Like so many across our country and world, I wish a very Happy Birthday to President Jimmy Carter! On October 1, 2024, President Carter became the first U.S. President to live to the age of 100.
While President Carter’s time in office was limited to a single term, his positive influence on the world has been lifelong. Jimmy Carter is the definition of a humanitarian, advocating for peace, aid, and health for all people of the world. Carter’s post-presidency life has been filled with service, from negotiating treaties and using diplomatic channels to secure the release of American political prisoners held overseas to selflessly working well into his 90s to physically construct homes with Habitat for Humanity.
In a time when so many politicians denigrate immigrants, the poor, and the downtrodden, Jimmy Carter has worked to raise them up. In a time when religion has been fashioned into a weapon to justify atrocities and bigotry, Jimmy Carter has lived a life of faith and love for all. In a time when people advocate turning our back on the world and seek their own selfish wants at the cost of all others, Jimmy Carter has represented the noble good that can be done when we come together and embrace the global brotherhood of man.
Jimmy Carter reminds us that true leaders care about others. His life of service is the much-needed antidote to the venom that has infected our country of late.
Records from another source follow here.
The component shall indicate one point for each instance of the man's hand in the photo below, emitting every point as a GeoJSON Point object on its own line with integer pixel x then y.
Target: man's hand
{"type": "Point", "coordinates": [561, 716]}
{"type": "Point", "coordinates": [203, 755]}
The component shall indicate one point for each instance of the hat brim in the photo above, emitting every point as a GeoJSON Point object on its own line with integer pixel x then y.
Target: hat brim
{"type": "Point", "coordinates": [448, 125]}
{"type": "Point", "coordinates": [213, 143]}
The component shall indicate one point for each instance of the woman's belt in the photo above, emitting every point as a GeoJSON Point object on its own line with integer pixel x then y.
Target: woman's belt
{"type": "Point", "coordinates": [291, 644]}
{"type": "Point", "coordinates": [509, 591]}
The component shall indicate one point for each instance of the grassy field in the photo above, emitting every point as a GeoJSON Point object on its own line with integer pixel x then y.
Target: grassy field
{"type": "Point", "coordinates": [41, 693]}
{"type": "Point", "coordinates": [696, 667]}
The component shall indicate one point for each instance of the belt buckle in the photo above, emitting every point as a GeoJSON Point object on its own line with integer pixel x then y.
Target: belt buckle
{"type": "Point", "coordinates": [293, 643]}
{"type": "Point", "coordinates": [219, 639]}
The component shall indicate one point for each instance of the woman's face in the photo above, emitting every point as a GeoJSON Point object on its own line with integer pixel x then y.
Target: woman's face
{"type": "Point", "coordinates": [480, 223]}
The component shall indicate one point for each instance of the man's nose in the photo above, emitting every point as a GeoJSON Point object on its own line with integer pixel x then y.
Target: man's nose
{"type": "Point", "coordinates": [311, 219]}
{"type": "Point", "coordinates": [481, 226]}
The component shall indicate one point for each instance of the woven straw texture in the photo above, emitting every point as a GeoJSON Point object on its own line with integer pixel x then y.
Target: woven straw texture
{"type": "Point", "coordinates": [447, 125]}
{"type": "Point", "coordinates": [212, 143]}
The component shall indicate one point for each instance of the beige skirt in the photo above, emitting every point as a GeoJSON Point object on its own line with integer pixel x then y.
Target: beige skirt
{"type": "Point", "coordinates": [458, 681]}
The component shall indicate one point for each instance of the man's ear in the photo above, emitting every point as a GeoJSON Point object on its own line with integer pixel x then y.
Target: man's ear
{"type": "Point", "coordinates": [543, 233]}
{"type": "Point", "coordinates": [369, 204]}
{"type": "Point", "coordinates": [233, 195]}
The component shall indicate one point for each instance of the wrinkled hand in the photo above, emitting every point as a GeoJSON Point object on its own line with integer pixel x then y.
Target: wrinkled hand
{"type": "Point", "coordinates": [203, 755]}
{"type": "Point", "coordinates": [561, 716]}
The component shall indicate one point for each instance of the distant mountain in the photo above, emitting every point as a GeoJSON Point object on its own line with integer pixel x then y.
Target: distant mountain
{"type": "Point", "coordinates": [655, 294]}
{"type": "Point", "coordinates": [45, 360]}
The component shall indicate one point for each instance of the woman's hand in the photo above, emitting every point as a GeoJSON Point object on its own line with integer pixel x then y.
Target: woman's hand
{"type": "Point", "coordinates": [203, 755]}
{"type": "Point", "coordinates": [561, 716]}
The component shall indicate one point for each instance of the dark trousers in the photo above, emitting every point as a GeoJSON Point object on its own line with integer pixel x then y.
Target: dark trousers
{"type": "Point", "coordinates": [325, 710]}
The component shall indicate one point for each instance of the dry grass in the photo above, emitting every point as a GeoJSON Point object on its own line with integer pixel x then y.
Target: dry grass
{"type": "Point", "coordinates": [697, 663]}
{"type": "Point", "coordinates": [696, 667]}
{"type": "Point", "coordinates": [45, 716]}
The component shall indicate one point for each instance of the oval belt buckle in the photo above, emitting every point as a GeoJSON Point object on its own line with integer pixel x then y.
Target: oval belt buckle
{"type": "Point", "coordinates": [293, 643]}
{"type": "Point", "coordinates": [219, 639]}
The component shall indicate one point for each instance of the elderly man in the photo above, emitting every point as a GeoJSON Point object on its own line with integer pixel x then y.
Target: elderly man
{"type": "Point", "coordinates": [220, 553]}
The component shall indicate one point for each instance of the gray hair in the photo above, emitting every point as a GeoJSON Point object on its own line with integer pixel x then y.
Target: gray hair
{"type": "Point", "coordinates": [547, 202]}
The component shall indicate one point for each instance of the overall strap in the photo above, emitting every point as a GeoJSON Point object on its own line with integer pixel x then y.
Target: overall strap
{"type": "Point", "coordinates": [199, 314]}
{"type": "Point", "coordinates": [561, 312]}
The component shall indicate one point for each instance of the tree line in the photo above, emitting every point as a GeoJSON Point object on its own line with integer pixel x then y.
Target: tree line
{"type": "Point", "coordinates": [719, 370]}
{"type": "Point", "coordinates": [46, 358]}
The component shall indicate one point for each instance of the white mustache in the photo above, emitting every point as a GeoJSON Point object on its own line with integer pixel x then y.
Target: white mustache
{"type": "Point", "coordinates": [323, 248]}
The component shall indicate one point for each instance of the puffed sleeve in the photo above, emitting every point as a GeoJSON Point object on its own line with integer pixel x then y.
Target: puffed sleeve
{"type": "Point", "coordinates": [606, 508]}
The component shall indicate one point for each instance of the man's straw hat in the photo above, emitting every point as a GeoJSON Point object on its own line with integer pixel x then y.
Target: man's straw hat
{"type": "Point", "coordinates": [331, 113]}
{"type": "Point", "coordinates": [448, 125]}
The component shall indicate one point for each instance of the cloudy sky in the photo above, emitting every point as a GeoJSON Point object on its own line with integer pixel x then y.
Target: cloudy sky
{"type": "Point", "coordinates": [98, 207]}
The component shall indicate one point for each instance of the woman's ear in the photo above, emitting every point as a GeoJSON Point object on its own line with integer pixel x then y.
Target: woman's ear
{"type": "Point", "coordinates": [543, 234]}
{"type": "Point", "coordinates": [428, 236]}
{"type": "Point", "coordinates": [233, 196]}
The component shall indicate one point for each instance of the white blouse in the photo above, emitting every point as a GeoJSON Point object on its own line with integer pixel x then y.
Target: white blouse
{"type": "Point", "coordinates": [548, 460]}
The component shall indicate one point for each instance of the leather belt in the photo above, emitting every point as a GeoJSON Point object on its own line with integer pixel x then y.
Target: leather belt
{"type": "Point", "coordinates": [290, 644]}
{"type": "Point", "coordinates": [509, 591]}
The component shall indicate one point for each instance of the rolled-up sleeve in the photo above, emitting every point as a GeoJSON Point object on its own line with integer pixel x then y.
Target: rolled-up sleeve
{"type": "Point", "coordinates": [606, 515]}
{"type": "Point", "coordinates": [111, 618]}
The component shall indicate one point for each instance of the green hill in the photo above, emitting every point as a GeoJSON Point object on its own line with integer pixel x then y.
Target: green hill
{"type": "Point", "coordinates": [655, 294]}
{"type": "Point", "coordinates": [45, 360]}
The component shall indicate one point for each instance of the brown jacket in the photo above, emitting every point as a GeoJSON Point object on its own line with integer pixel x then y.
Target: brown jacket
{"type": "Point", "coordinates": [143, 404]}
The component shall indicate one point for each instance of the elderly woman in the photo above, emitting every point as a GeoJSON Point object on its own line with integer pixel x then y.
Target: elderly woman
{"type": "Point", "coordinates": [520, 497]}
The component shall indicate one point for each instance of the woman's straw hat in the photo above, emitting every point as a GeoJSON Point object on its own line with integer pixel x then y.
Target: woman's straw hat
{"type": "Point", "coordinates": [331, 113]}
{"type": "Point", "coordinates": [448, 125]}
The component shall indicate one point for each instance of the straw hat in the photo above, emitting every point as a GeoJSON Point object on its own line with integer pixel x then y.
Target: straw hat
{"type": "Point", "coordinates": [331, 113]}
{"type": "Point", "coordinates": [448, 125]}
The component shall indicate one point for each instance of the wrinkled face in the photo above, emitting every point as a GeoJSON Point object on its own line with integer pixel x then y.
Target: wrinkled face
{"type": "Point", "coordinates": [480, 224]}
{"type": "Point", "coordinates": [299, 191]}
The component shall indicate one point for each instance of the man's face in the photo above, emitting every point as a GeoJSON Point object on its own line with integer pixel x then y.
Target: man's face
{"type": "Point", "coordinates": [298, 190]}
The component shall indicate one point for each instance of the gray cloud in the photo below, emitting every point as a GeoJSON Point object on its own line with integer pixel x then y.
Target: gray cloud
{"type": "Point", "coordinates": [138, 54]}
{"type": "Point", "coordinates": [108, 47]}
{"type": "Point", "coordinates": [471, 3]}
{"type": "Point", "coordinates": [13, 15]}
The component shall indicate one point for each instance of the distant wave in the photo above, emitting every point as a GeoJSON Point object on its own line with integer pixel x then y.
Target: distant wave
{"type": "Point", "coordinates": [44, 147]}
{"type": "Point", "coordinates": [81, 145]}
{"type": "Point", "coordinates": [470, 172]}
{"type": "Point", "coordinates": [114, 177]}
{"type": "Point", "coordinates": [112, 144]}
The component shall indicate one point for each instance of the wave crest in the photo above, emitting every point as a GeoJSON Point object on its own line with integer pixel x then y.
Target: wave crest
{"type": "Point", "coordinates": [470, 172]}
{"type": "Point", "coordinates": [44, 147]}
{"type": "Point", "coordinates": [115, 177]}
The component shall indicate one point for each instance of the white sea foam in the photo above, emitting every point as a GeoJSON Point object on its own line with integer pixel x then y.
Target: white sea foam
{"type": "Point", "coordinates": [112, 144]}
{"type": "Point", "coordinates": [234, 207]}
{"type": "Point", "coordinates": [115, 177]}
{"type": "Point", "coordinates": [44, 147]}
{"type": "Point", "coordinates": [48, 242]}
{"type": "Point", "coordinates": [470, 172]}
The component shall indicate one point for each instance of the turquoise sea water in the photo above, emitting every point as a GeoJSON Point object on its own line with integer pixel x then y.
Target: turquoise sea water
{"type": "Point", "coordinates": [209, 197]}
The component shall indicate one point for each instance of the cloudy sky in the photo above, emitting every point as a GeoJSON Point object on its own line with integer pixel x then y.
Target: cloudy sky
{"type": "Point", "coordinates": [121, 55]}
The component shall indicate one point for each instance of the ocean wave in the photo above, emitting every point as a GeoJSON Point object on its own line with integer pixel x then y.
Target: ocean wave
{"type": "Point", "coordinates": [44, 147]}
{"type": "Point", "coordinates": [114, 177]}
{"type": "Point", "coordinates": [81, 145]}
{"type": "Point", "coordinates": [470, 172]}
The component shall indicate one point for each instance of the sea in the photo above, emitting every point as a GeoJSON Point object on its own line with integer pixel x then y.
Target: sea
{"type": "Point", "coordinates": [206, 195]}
In a world of selfish Trumpism that cheers the worst impulses of humanity, Jimmy Carter represents the “better angels of our nature” that Abraham Lincoln once spoke about.
Jimmy Carter was born fifty-nine years after the assassination of President Lincoln. While I don’t feel that I need to justify a post about a man who has so justly earned the respect of his country, President Carter does have a few connections to the subject of this blog. One of them comes by way of another centenarian.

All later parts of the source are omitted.